Le Japon, qui a refusé de signer le TIAN (Traité d’interdiction des armes nucléaires) « pour ne pas insulter l’avenir », cherche coûte que coûte à revigorer l’assurance nucléaire américaine. Mais ses efforts sont empreints d’une grande nervosité. Tout comme le sont les appels moins contrôlés de certains dirigeants sud-coréens 7 en faveur d’une voie nationale d’accès à des moyens nucléaires.
Plus proche de nous, l’ouverture d’un « dialogue stratégique » sur la dissuasion nucléaire entre l’Allemagne et la France 8 signale aussi un changement d’époque.

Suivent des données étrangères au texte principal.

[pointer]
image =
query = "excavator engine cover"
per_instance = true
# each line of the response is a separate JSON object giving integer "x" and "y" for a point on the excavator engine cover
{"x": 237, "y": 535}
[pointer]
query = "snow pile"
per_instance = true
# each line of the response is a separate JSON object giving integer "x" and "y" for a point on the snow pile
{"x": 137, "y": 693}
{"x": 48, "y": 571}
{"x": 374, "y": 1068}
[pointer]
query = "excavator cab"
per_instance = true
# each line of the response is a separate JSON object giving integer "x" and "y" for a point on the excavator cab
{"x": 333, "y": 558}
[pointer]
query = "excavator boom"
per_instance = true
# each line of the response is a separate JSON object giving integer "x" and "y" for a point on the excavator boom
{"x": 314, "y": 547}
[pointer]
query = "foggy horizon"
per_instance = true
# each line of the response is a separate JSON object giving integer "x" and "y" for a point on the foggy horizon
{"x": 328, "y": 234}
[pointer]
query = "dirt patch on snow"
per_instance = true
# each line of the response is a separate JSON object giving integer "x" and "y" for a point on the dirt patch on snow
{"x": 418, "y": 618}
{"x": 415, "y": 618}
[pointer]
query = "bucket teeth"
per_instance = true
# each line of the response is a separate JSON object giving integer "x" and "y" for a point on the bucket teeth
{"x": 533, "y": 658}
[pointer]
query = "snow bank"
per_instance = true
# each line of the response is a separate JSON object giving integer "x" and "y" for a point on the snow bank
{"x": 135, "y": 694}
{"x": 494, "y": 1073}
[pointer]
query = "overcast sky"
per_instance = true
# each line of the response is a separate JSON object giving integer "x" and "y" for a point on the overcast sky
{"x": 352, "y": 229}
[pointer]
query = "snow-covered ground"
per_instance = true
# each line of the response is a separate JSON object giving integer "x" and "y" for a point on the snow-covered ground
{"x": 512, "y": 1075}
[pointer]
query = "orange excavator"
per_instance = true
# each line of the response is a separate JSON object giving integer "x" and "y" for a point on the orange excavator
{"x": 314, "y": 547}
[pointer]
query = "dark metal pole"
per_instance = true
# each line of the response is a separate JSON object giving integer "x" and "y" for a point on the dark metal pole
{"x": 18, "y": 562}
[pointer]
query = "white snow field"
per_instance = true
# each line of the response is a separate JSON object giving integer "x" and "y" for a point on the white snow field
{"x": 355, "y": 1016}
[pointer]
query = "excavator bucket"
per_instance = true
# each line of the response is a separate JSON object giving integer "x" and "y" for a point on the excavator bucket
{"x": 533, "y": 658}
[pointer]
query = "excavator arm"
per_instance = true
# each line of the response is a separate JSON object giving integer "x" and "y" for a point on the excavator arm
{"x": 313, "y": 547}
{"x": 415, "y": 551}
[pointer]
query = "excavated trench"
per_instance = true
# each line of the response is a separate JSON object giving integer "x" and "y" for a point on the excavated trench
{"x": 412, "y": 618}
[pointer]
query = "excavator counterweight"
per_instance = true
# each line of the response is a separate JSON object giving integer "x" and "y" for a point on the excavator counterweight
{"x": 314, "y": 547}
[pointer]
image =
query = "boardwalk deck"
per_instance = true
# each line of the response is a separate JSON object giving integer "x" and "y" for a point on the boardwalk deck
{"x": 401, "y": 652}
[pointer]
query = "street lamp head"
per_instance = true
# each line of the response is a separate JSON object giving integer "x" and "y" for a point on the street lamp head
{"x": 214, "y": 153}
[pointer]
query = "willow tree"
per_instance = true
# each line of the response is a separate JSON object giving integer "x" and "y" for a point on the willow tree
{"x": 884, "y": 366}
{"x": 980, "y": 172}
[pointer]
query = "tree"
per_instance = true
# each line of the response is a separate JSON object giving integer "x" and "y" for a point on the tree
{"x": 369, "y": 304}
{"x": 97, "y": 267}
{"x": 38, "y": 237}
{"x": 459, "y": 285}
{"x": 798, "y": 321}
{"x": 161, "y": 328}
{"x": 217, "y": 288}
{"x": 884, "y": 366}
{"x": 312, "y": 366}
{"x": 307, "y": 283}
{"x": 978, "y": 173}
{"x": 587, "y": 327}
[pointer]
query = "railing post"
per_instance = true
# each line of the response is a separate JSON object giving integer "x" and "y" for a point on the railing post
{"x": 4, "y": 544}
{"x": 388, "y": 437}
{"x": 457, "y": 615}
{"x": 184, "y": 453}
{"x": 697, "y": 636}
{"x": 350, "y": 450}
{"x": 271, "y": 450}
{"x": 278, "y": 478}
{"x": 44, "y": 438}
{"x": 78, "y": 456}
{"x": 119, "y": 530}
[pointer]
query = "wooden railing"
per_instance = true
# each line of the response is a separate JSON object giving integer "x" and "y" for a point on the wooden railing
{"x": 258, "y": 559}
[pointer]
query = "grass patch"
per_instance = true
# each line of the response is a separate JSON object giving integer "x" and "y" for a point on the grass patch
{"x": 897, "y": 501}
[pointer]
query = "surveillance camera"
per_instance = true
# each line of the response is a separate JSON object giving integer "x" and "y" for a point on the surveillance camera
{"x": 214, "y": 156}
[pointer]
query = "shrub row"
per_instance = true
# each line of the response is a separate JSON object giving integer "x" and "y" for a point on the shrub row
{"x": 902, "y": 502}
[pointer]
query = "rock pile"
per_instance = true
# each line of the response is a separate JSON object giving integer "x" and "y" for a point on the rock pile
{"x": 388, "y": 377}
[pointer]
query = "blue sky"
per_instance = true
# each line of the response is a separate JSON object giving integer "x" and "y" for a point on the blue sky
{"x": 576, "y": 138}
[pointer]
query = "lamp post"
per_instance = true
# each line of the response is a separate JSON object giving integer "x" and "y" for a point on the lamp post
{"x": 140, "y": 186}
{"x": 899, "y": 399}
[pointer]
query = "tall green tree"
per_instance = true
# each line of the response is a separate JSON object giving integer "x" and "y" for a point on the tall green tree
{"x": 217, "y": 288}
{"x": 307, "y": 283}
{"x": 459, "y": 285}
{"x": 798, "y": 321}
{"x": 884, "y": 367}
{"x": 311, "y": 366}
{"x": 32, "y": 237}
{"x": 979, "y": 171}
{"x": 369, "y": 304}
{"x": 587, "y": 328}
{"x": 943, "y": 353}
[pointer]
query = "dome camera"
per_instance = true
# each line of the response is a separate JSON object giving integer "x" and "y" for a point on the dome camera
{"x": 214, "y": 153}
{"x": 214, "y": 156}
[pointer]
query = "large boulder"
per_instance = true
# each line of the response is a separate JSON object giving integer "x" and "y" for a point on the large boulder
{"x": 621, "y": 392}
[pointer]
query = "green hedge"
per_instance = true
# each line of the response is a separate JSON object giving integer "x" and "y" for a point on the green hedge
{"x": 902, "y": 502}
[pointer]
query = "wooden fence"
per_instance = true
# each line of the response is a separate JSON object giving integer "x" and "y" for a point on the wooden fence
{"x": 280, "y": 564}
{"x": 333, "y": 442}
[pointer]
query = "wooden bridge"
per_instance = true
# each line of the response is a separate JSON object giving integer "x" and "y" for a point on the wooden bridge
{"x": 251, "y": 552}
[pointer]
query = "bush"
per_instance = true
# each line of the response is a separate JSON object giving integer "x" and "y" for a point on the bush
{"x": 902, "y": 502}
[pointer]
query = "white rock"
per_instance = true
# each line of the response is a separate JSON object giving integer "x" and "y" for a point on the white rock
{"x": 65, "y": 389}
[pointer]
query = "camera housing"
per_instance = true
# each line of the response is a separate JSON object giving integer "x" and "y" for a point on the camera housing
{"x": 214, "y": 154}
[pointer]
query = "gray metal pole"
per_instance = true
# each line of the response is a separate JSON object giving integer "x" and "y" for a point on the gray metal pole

De façon réitérée, depuis le début de l’année, le président de la République Emmanuel Macron évoque 9 de son côté la réassurance que la dissuasion française pourrait apporter à la défense collective des Européens en cas de défaut américain. Une actualisation de la doctrine nucléaire française est d’ailleurs actuellement en préparation pour tenir compte du nouvel état des menaces et de la perspective d’une européanisation de la dissuasion française.
Elle devrait être exposée début 2026.
Au-delà des annonces circonstancielles et des mesures réactives provoquées dans le domaine nucléaire par l’agressivité russe, l’imprévisibilité américaine et l’affirmation stratégique chinoise, l’accès de fièvre nucléaire n’est pas près de retomber : il est le symptôme d’une anarchie durable.
Depuis une décennie, en effet, le recours à la force pour régler des différends étatiques s’accroît.
Il s’affranchit désormais de tous préalables, de toutes obligations.
Ce dérèglement va persister.
Les conditions du cessez-le-feu imposées à l’Ukraine par Washington sont une prime donnée à l’agresseur russe. La poursuite par Israël de son activisme militaire, sans recherche d’une paix véritable, ne peut qu’inciter ses grands voisins au réarmement. Moscou dans son étranger proche et Pékin en mer de Chine ont abandonné leurs politiques extérieures à la logique des sphères d’influence. Sur des fondements « hyper-nationalistes », le vieux concept soviétique de la souveraineté limitée retrouve une seconde jeunesse. Les États-Unis, revenant eux-mêmes de façon assumée à la doctrine Monroe 10, semblent s’en accommoder — pour autant qu’on les laisse libres de revendiquer le Groenland ou de canonner dans les Caraïbes.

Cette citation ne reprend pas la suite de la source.